The main purpose of intermediate scheduling is to improve memory utilization and system throughput. Its working principle is to temporarily unable to run the process to the external storage, the status is called suspended. On the contrary, when the memory is idle, they are re-transferred back to the memory. The status is called ready and hung on the ready queue to wait for the process to schedule.
Three scheduling relationships are as follows:
So how do we evaluate different scheduling algorithms? To compare the performance of various algorithms, many evaluation criteria are proposed:
1. cpu utilization: the cpu is the most important and expensive resource in the computer system, so we should keep the cpu working as much as possible;
2. system throughput: the number of jobs completed by the cpu per unit time. A long job consumes a long processor time, which will reduce the system throughput;
3. turnaround time: the total time taken from job submission to job completion, including job waiting, queuing in the ready queue, running on the processing machine, and input/output operations.
Turnaround time = job completion time-job submission time
Average turnover time = (turnover time of Job 1 + turnover time of job 2 +... + Turnover time of job n)/n
Weighted turnaround time = turnaround time/actual job running time
Average Weighted turnaround time = (weighted turnaround time of Job 1 +... + Weighted turnaround time of job n)/n
4. Waiting Time: The sum of the waiting time of processes in the same processor state.
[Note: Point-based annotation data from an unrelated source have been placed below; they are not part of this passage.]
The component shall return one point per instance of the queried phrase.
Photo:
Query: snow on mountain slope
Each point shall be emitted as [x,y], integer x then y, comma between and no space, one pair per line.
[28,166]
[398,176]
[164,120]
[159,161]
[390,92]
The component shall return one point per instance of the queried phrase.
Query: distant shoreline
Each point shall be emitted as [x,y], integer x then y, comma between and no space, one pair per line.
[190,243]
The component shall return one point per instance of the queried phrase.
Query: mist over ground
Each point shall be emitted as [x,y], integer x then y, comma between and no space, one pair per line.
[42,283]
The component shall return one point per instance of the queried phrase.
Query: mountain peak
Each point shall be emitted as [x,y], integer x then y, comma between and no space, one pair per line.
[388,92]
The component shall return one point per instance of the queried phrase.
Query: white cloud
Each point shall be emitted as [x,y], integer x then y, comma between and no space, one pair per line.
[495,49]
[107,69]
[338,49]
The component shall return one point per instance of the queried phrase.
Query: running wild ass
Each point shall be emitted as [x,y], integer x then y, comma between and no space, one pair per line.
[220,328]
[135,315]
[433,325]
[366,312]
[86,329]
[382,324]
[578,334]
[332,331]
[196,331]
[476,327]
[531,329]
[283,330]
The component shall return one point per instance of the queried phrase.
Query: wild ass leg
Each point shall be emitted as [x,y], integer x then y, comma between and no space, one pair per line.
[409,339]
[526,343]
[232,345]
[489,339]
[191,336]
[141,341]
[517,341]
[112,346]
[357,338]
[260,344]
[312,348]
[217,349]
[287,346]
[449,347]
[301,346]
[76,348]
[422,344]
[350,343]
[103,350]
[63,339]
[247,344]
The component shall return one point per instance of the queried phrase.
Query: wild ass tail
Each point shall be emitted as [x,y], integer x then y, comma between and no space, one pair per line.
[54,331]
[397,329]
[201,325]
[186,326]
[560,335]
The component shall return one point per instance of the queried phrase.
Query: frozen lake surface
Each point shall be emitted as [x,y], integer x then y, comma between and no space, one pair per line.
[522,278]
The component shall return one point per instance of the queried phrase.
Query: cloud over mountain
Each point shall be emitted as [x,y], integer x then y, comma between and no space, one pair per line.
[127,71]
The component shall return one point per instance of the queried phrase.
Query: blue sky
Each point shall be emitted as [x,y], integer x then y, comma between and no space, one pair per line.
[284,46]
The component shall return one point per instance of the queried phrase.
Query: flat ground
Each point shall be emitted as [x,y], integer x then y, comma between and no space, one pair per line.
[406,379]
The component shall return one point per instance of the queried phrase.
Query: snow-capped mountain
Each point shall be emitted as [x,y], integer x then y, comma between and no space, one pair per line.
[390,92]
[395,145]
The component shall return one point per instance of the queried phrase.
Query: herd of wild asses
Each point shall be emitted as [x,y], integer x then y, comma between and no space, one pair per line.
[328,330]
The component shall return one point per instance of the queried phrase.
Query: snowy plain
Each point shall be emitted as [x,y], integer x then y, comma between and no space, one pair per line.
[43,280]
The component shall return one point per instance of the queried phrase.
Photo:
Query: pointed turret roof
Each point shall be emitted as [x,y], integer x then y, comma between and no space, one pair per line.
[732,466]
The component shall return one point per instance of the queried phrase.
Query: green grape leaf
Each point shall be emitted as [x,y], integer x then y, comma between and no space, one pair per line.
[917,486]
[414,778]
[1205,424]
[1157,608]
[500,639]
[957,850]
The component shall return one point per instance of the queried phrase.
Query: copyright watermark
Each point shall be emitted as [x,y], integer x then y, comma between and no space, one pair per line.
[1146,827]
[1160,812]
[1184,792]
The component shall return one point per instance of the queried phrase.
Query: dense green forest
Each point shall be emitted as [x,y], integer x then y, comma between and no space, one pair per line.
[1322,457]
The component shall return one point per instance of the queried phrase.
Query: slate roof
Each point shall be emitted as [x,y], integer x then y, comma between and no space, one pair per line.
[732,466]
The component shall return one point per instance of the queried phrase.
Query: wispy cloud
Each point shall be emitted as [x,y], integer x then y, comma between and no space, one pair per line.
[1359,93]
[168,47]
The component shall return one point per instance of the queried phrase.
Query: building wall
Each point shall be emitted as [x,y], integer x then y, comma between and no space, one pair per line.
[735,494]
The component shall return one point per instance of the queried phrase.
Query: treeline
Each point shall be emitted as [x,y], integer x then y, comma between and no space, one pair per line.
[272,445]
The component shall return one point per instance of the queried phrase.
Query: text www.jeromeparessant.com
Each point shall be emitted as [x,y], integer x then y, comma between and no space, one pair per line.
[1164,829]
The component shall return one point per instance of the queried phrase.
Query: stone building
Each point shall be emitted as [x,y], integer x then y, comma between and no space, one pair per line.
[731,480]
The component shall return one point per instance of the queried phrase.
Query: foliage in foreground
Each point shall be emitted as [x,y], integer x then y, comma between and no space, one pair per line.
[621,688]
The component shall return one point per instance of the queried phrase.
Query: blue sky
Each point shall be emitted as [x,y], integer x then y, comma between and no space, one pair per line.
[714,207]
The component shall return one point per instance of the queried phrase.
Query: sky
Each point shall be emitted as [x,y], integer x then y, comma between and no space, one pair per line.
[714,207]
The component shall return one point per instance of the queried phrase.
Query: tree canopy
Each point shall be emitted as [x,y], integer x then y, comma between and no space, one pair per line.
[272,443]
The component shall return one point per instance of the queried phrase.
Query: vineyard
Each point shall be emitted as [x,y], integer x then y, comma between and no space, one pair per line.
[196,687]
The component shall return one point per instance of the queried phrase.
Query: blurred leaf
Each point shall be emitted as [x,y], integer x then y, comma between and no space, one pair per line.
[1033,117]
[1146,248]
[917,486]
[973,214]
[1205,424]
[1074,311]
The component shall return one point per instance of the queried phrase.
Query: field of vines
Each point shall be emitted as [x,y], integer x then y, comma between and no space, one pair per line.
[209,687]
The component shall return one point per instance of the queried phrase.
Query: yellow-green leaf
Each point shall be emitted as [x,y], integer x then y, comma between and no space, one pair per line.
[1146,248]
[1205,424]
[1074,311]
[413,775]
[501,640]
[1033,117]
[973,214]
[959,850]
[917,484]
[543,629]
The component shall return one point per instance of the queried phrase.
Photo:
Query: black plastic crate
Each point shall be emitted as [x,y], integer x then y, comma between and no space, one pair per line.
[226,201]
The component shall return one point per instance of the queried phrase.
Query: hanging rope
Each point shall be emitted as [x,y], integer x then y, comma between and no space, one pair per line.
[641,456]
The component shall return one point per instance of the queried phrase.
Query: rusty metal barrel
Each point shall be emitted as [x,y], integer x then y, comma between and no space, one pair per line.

The longer the waiting time, the lower the user satisfaction. The Processor Scheduling Algorithm does not affect the execution time or input/output time of a job. It only affects the waiting time of a job in the ready queue. Therefore, to measure the merits of a scheduling algorithm, you only need to simply examine the wait time.
5. Response Time: refers to the time from when the user submits a request to when the system generates a response for the first time. In an interactive system, the turnaround time cannot be the best evaluation criterion. Generally, the scheduler uses the response time as one of the important criteria for measuring the scheduling algorithm. From the user's perspective, the scheduling policy should minimize the response time so that the response time is within the user's acceptable range.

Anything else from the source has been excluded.